From mboxrd@z Thu Jan  1 00:00:00 1970
Received: from mail3-relais-sop.national.inria.fr (mail3-relais-sop.national.inria.fr [192.134.164.104])
	by walapai.inria.fr (8.13.6/8.13.6) with ESMTP id p4S0Svuv010588
	for <caml-list@sympa-roc.inria.fr>; Sat, 28 May 2011 02:28:57 +0200
X-IronPort-Anti-Spam-Filtered: true
X-IronPort-Anti-Spam-Result: AicAAK9A4E2GhogYkWdsb2JhbABVhEmTKQ+NUm0UAQEBAQkLCwcUBSC2GJAygSuDbIEHBJUFhB6GMw
X-IronPort-AV: E=Sophos;i="4.65,283,1304287200"; 
   d="scan'208";a="84192893"
Received: from mga09.intel.com ([134.134.136.24])
  by mail3-smtp-sop.national.inria.fr with ESMTP; 28 May 2011 02:28:51 +0200
Received: from orsmga002.jf.intel.com ([10.7.209.21])
  by orsmga102.jf.intel.com with ESMTP; 27 May 2011 17:28:50 -0700
X-ExtLoop1: 1
Received: from orsmsx603.amr.corp.intel.com ([10.22.226.49])
  by orsmga002.jf.intel.com with ESMTP; 27 May 2011 17:28:50 -0700
Received: from orsmsx151.amr.corp.intel.com (10.22.226.38) by
 orsmsx603.amr.corp.intel.com (10.22.226.49) with Microsoft SMTP Server (TLS)
 id 8.2.255.0; Fri, 27 May 2011 17:28:49 -0700
Received: from orsmsx101.amr.corp.intel.com ([169.254.8.114]) by
 ORSMSX151.amr.corp.intel.com ([169.254.5.187]) with mapi id 14.01.0289.001;
 Fri, 27 May 2011 17:28:49 -0700
From: "Harrison, John R" <john.r.harrison@intel.com>
To: Till Varoquaux <till@pps.jussieu.fr>,
        Dario Teixeira
	<darioteixeira@yahoo.com>
CC: "caml-list@inria.fr" <caml-list@inria.fr>
Thread-Topic: [Caml-list] Re: Binary logarithm of a power of 2
Thread-Index: AQHMHHG9UggX4FLc4EO2AEB6uOzh0pShX7qAgAANtwCAAAlJAIAAAmiA///miVA=
Date: Sat, 28 May 2011 00:28:46 +0000
Message-ID: <BD6BC2F330F5FB42AE6C31E84D7B76D701074D@ORSMSX101.amr.corp.intel.com>
References: <4DDFDC1F.5050605@inria.fr>
	<165028.34675.qm@web111509.mail.gq1.yahoo.com>
	<BANLkTi=UPCy+ZErybor6aDUxvk1EkgsfpA@mail.gmail.com>
 <BANLkTim049Ufr2H9E=AKmRmaiXPmZLS_kQ@mail.gmail.com>
In-Reply-To: <BANLkTim049Ufr2H9E=AKmRmaiXPmZLS_kQ@mail.gmail.com>
Accept-Language: en-US
Content-Language: en-US
X-MS-Has-Attach: 
X-MS-TNEF-Correlator: 
x-originating-ip: [10.9.131.214]
Content-Type: text/plain; charset="utf-8"
MIME-Version: 1.0
Content-Transfer-Encoding: 8bit
X-MIME-Autoconverted: from base64 to 8bit by walapai.inria.fr id p4S0Svuv010588
Subject: RE: [Caml-list] Re: Binary logarithm of a power of 2

The following are my pet algorithms for essentially the same problem
of counting leading zeros, and the dual problem of counting trailing
zeros.
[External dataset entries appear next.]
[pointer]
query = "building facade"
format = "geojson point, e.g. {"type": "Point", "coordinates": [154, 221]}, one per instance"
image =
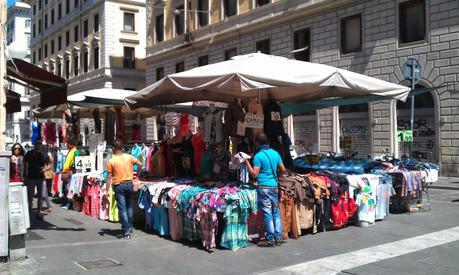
{"type": "Point", "coordinates": [368, 37]}
{"type": "Point", "coordinates": [18, 35]}
{"type": "Point", "coordinates": [92, 43]}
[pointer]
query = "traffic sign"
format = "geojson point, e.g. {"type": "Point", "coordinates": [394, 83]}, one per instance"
{"type": "Point", "coordinates": [412, 70]}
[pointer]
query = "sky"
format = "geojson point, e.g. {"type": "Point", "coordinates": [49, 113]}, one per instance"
{"type": "Point", "coordinates": [11, 2]}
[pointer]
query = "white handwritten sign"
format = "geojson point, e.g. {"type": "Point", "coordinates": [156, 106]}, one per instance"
{"type": "Point", "coordinates": [83, 163]}
{"type": "Point", "coordinates": [254, 121]}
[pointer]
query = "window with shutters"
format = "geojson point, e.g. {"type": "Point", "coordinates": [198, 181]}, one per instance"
{"type": "Point", "coordinates": [264, 46]}
{"type": "Point", "coordinates": [129, 58]}
{"type": "Point", "coordinates": [351, 34]}
{"type": "Point", "coordinates": [302, 44]}
{"type": "Point", "coordinates": [128, 22]}
{"type": "Point", "coordinates": [159, 28]}
{"type": "Point", "coordinates": [412, 21]}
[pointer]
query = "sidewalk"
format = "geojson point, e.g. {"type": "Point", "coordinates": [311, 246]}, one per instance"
{"type": "Point", "coordinates": [446, 183]}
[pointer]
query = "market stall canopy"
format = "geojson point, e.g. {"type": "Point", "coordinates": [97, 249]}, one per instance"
{"type": "Point", "coordinates": [261, 75]}
{"type": "Point", "coordinates": [58, 110]}
{"type": "Point", "coordinates": [52, 88]}
{"type": "Point", "coordinates": [13, 102]}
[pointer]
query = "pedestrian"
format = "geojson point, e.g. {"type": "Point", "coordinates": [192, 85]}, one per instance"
{"type": "Point", "coordinates": [35, 162]}
{"type": "Point", "coordinates": [120, 175]}
{"type": "Point", "coordinates": [69, 169]}
{"type": "Point", "coordinates": [48, 181]}
{"type": "Point", "coordinates": [266, 163]}
{"type": "Point", "coordinates": [17, 163]}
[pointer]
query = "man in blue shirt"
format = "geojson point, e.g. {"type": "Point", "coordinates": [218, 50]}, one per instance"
{"type": "Point", "coordinates": [266, 162]}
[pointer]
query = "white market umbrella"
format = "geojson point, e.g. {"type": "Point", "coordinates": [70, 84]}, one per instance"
{"type": "Point", "coordinates": [257, 74]}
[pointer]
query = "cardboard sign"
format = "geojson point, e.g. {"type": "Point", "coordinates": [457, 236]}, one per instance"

It should be a routine exercise to translate to OCaml and tweak
the numbers for binary logarithm.

I doubt if these are as fast in practice as some of the other
well-known solutions. However they have the interesting feature that
given infinite parallelism and arranging the sums in a balanced tree,
they can be log(log(N)) + 2 in terms of latencies, rather than the
usual log(N), where N is the number of bits in a word. That is, all
the terms in the sum can be evaluated independently. As such, they
are much more like how the operation might be done in hardware.

// Counting leading zeros in an unsigned 32-bit word
// The "_nz" version will return the wrong answer (31) for zero inputs

#define CLZ32_MASK16 0xFFFF0000ul
#define CLZ32_MASK8  0xFF00FF00ul
#define CLZ32_MASK4  0xF0F0F0F0ul
#define CLZ32_MASK2  0xCCCCCCCCul
#define CLZ32_MASK1  0xAAAAAAAAul

#define clz32_nz(n)                                             \
 (((((n) & CLZ32_MASK16) <= ((n) & ~CLZ32_MASK16)) ? 16 : 0) +  \
  ((((n) & CLZ32_MASK8) <= ((n) & ~CLZ32_MASK8)) ? 8 : 0) +     \
  ((((n) & CLZ32_MASK4) <= ((n) & ~CLZ32_MASK4)) ? 4 : 0) +     \
  ((((n) & CLZ32_MASK2) <= ((n) & ~CLZ32_MASK2)) ? 2 : 0) +     \
  ((((n) & CLZ32_MASK1) <= ((n) & ~CLZ32_MASK1)) ? 1 : 0))

#define clz32(n) (((n)==0) ? 32 : clz32_nz(n))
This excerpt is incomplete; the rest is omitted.